The reason I say film reviewers are making up things about HFR in order to seem like they know what they're talking about is because film reviewers have been making some pretty fantastic claims about the format. In early screenings, people were reporting that it was making them feel nauseous. That went away as people realized that's impossible. But what persists is that people are claiming that The Hobbit feels like a hyper-reality because of the frame-rate increase, and that this is making it easier to tell that the actors are acting, in costume, etc. One reviewer even made the bold claim that HFR made it possible to tell that Gandalf is wearing contacts.

What's happening there is not what they're describing, because what they're describing is impossible. What's actually happening is that people feel like they're not watching a film when it's being exhibited, and because of that, they don't know exactly what's wrong. But it will stop feeling wrong with time. It's not possible that it can cause nausea, nor is it possible that it increases the overall picture quality in any way that makes it so you can do something ridiculous like see Gandalf's contact lenses.

Both of those symptoms can be described by a way that The Hobbit was shot, but not as a result of HFR. The film was shot using a Red Epic camera shooting at 5k resolution, far above normal cinema quality. That would explain seeing Gandalf's contacts if watched in, say, a Cinemark XD theater, because that actually is increasing the film resolution, and would let you see more details like that. The nausea can be described by the decision to film in 3D, because 3D and excessive motion don't mix (it makes you dizzy, kind of like if you were to actually shake your head).
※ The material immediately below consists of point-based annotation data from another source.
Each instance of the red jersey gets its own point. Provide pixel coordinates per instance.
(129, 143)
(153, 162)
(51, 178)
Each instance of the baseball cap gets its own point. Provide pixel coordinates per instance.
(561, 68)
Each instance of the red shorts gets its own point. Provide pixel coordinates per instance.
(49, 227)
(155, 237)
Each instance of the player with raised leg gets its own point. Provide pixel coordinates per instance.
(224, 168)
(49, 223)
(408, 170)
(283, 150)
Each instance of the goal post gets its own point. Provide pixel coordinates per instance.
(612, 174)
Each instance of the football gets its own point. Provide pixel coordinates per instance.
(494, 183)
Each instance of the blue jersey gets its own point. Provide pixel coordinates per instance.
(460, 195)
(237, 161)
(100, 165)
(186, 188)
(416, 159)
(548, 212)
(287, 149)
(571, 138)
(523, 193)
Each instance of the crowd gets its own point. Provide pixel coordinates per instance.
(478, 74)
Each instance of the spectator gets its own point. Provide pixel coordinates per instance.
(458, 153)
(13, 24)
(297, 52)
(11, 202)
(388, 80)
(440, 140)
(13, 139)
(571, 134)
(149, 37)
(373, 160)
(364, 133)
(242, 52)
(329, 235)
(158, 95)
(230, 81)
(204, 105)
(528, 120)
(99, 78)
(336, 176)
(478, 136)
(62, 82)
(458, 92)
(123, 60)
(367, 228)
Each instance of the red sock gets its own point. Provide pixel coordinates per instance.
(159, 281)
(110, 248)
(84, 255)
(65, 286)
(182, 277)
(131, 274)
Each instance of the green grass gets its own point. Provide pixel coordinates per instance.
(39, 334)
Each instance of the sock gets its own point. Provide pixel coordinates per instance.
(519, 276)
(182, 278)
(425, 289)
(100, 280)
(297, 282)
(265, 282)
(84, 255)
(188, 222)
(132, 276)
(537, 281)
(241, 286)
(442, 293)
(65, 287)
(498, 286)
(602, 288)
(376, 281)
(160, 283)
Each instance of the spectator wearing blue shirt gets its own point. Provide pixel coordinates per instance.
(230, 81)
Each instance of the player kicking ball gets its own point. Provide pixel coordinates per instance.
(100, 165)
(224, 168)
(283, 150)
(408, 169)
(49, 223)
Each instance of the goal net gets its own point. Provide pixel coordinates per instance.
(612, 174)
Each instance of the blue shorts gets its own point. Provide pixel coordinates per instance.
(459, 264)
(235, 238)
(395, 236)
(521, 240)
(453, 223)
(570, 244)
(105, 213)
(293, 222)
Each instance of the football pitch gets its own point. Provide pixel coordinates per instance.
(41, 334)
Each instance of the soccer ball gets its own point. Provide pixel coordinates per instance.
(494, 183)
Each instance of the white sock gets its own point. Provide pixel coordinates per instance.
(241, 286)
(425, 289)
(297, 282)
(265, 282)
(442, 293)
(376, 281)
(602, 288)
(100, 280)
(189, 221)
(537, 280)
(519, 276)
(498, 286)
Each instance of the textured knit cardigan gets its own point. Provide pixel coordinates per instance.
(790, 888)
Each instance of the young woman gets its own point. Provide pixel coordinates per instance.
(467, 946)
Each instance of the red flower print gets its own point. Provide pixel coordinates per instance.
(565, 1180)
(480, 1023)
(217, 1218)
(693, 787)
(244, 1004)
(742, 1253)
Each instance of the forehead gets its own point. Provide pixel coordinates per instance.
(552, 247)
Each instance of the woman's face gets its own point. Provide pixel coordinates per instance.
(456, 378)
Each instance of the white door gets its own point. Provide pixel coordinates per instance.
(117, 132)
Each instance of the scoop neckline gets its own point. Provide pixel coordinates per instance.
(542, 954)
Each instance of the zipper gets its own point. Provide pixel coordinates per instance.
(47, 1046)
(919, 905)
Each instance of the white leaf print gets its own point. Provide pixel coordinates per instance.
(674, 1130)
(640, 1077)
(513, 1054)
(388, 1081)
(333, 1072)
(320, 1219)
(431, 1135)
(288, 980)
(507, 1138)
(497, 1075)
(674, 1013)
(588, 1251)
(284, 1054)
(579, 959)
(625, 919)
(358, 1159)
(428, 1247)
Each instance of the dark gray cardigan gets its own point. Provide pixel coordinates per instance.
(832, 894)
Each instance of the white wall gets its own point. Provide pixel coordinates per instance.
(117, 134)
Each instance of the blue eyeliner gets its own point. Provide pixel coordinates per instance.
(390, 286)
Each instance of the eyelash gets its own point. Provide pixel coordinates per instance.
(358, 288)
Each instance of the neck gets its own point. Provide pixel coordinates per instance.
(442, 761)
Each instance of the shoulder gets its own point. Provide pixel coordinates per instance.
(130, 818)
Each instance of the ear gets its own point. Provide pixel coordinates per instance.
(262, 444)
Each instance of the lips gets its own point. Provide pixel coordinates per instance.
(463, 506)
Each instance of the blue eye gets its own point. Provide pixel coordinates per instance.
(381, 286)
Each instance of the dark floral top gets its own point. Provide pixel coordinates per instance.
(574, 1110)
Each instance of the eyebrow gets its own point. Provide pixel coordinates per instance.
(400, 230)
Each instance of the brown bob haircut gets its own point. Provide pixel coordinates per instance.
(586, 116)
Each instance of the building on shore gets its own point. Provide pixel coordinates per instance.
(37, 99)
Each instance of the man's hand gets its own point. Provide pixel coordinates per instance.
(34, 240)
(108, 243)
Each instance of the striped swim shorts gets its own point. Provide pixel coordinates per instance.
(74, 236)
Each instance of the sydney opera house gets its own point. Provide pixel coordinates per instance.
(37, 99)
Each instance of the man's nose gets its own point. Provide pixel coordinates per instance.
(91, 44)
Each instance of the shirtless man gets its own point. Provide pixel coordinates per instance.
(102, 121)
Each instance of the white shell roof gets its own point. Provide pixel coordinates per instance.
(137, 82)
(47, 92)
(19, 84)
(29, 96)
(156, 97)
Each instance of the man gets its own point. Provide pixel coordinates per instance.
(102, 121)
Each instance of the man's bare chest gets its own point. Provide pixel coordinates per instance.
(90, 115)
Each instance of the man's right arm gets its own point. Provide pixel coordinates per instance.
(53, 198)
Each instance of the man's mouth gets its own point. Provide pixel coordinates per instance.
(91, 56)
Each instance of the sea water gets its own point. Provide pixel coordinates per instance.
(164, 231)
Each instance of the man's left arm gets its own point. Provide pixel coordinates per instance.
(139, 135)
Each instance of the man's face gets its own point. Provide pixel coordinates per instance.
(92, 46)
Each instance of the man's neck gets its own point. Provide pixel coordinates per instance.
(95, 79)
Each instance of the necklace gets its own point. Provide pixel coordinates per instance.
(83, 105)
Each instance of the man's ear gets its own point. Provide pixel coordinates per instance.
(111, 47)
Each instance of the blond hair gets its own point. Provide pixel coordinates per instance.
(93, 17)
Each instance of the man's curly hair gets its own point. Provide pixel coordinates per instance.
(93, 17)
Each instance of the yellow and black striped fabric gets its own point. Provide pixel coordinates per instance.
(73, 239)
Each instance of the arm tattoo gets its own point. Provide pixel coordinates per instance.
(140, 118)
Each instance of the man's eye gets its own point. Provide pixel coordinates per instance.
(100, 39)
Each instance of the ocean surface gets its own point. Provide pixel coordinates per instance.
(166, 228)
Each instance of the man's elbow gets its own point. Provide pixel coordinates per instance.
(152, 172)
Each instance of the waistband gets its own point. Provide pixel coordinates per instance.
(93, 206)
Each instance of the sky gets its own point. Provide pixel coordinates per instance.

The first problem can be solved by watching in a normal theater (which I don't suggest, since that's actually reducing the picture quality), and the second problem might not actually be a problem, assuming they don't do any camera shaking during the actions scenes (which, since they made it from the ground up in 3D, I'm sure they were aware would be a problem and avoided).

The moral of this story is that HFR is not going to make The Hobbit a less effective movie. It can't. All it can do is weird you out a little when you first see it. But that will go away eventually. And it has to, because that's the only way to make film get better at this point. Well, that and developing a 3D film grammar.